Acknowledgements and dedication
Financial support for this project was provided by the US Fish and Wildlife Service, National Geographic Society Conservation Trust, the Conservation International Primate Action Fund, Margot Marsh Biodiversity Foundation, Lincoln Park Zoo and Primate Conservation Inc.. We thank the National Parks Service (Nigeria), the Cross River State Forestry Commission (Nigeria), the Ministry of Forests and Wildlife (Cameroon) and the Ministry of Scientific and Technical Research (Cameroon) for granting us permission to conduct field work in areas under their management. We also thank M. Ashu, E. Nwufoh, A. Ekinde, H. Mboh, C. Ransom, N. Mkpe, M. Tabeh, P.A. Stott, P. Khumbah, P. Jenkins, L. Gadsby, T. Sunderland and local field assistants too numerous to mention. We are grateful to the many local communities that provided support during the course of our work.
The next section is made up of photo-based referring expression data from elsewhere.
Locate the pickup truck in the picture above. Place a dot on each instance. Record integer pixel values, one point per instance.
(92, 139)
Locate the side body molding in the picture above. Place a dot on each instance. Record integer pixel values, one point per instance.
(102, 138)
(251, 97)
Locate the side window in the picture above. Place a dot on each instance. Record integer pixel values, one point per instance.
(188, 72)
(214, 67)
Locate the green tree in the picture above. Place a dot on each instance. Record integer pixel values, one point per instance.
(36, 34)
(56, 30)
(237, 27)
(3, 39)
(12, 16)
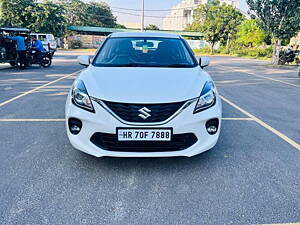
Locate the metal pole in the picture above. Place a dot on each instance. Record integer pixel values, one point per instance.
(143, 15)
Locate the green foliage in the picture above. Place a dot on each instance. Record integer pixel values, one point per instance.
(217, 22)
(280, 17)
(151, 27)
(250, 34)
(120, 26)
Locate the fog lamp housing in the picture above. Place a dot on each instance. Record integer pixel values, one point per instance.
(212, 126)
(75, 126)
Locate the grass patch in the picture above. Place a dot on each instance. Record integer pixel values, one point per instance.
(253, 53)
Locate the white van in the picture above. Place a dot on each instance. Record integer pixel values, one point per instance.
(48, 40)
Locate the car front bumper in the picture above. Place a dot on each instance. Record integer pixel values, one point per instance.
(102, 121)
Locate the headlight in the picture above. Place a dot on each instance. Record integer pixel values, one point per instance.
(80, 96)
(207, 98)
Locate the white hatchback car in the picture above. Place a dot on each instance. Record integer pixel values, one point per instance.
(143, 95)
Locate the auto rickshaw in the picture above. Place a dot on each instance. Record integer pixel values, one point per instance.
(8, 51)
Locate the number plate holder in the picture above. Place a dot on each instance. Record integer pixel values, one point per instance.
(144, 134)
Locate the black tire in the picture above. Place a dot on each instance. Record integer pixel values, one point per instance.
(47, 61)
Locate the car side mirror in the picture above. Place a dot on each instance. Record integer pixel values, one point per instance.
(84, 60)
(204, 61)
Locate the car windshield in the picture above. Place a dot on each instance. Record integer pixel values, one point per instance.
(144, 52)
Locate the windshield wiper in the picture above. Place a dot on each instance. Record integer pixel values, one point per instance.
(179, 65)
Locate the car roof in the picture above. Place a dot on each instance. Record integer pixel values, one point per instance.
(145, 34)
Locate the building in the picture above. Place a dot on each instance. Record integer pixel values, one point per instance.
(182, 14)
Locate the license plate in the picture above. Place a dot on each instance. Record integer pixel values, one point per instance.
(137, 134)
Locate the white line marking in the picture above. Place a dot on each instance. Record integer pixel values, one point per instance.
(268, 127)
(235, 118)
(32, 120)
(37, 88)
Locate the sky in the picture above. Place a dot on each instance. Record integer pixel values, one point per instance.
(149, 4)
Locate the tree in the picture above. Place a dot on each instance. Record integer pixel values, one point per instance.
(279, 17)
(99, 14)
(217, 22)
(250, 34)
(151, 27)
(120, 26)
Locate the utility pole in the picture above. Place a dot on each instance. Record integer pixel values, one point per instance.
(143, 15)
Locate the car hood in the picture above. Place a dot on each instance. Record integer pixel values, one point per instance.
(144, 85)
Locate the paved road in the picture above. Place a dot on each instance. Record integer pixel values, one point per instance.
(252, 176)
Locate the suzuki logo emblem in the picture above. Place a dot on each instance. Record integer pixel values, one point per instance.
(144, 113)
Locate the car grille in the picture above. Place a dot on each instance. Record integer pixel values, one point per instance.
(130, 112)
(110, 142)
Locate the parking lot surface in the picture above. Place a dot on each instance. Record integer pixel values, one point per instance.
(252, 175)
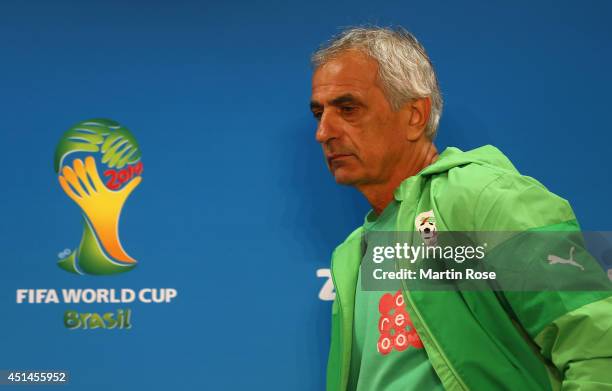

This work is dedicated to the memory of Ymke Warren, who was killed in Cameroon prior to publication of this study.
Biographical sketches
Richard Bergl has been conducting conservation-relevant research on the Cross River gorilla since 1999. He currently directs the North Carolina Zoo’s Conservation and Research Programme. Ymke Warren studied primate ecology and behaviour at a number of sites across Africa. She led Cross River gorilla research and monitoring work in Cameroon until her untimely death in 2010. Aaron Nicholas directed the Wildlife Conservation Society’s Takamanda–Mone Landscape Programme between 2006 and 2010. Andrew Dunn is the Country Director of the Wildlife Conservation Society, Nigeria and has conducted wildlife research and managed conservation projects in West Africa for over 20 years. Inaoyom Imong has conducted research on the Cross River gorilla since 2004. He is currently carrying out research on the influence of food availability on the distribution of the Cross River gorilla. Jacqueline Sunderland-Groves established and directed Cross River gorilla research and conservation activities in Cameroon from 1997 to 2006. John F. Oates has been studying the behaviour, ecology and evolution of primates, especially in West Africa, since 1964.